I am trying to split the English Wikipedia XML dump, ~20GB uncompressed, ~12GB with references/citations removed (!), and ~8GB converted to plain text (this is what I am working with) into a few thousand ~1MB files.

However, the challenge is that I want to put "related" articles in the same file (as much as possible), where "relatedness" is determined by the minimum number of "hops" required to jump from one article to another (can someone suggest better criteria?), so that my viewer program won't need to access many files when the user browses around by clicking links.

What (kind of) algorithm(s) should I be looking at? Preferably incremental since I obviously can't fit the whole thing into memory. Intuitive brute-force way probably won't work due to the data size.

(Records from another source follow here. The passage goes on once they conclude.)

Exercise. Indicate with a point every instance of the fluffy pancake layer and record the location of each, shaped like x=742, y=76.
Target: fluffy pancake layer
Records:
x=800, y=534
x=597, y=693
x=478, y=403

BACKGROUND (probably irrelevant) info on why I need to do this -
I am going to write a Java viewer for cellphones (old ones, such as the one I use, running Nokia OS). J2ME has a very primitive file access API (JSR-75, FileConnection) that does not have a seek function (no idea what they were thinking...), meaning I have to split it into smaller blocks (I can read-and-chuck, but that's about 0.3MB/s according to reports on the Internet, so I figured I have to keep the file size at around 1MB, and build an index to tell the program where articles are, and also to support searching in article titles). And then, due to some more brain damage or dirty business decision on Sun's part, unless the application is signed (a few thousand dollars a year, not happening), the user will have to give confirmation on EVERY file access. There's only an "allow all file accesses in this session" option for signed apps. Pure nonsense, but I guess I have to live with it. That's why I want to group "linked" articles together, since 1MB is already a few thousand articles. Of course, all the preprocessing will be done on the PC in C++.